Em ação educativa, motoristas da empresa Borborema vivenciam desafios das pessoas com deficiência
Em alusão à Semana Nacional da Pessoa com Deficiência Intelectual e Múltipla, que acontece de 21a 28 de agosto, o Governo do Estado, por meio do Consórcio de Transporte Metropolitano (CTM) realizou, na manhã desta terça-feira (26), a campanha “E se fosse você?” voltada para cerca de 20 motoristas da empresa permissionária Borborema. A iniciativa busca a conscientização sobre as normas e critérios relacionados a promoção da acessibilidade de pessoas com deficiência ou mobilidade reduzida no Sistema de Transporte Público de Passageiros da Região Metropolitana do Recife (STPP/RMR).
Além de receberem panfletos informativos, os motoristas participaram de uma experiência prática, sendo convidados a embarcar nos ônibus utilizando cadeira de rodas, óculos embaçados (para simular a visão de uma pessoa cega) e bengala. A ação estimula a empatia, proporcionando uma vivência, ainda que limitada, das dificuldades e barreiras enfrentadas diariamente por pessoas com deficiência visual, mobilidade reduzida ou cadeirantes.

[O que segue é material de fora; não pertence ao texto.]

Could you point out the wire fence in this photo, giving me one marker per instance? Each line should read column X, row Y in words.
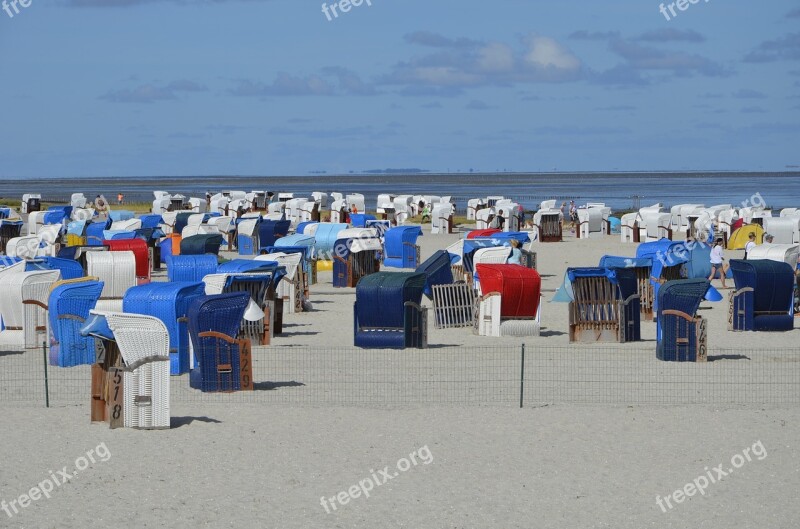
column 499, row 376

No local, destacando as medidas que devem ser adotadas para garantir a acessibilidade nos ônibus, os gerentes Kathia Sena (Fiscalização) e Heron Farias (Terminais), em uma conversa dinâmica com os motoristas, abordaram temas como a utilização correta da Plataforma Elevatória Veicular (PEV), os assentos preferenciais, balaústres, cintos de segurança para cadeirantes, condições da lapela, guarda-corpo para cadeira de rodas, cigarra e a comunicação visual voltada à acessibilidade.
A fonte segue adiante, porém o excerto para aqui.